Im biologisch – naturwissenschaftlichen Modell hängen seelische und körperliche Leiden folgendermaßen zusammen: Alle Reize werden über das Gehirn an das Hormonsystem und von dort an das Immunsystem weitergeleitet. Menschen, die ihre Probleme oder Konflikte über eine lange Zeit nicht lösen können, schwächen damit ihr Immunsystem.

Sobald dann in der Folge Krankheiten auftreten, der Mensch also nicht mehr funktioniert, so wie er soll, entsteht eine neue seelische Krise (über Selbstabwertung, weil er seinen Ansprüchen, gut zu funktionieren, nicht entspricht). Das kann sich dann immer weiter aufschaukeln.

Die Aufarbeitung psychischer Probleme und Konflikte wird von Patienten wie von vielen Ärzten gescheut. Die Beschwerden sollen nur rasch verschwinden, und das am besten mit irgendeinem Mittel, das ohne eigenes Zutun heilt.

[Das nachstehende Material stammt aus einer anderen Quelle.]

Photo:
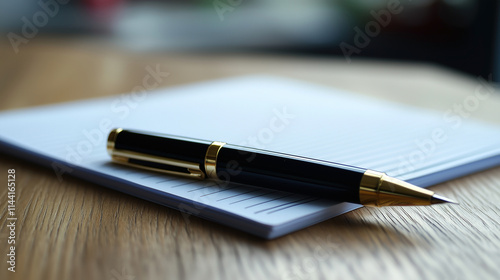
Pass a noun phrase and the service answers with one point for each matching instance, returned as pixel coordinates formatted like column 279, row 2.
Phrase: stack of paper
column 420, row 146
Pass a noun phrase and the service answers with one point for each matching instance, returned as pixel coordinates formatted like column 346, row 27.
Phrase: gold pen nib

In der Psychotherapie können die Zusammenhänge mit der eigenen Lebensgeschichte erfahren, die alten Konflikte und Beschämungen wahrgenommen und aufgearbeitet werden, bzw. in Relation zum jetzigen Erwachsenenleben gestellt und damit entschärft werden. Besonders hilfreich kann dabei die Unterstützung durch eine Gruppentherapie sein, die von dem Betroffenen wie eine „neue Familie“ erlebt wird, in der vieles möglich wird, was zu Hause unmöglich war.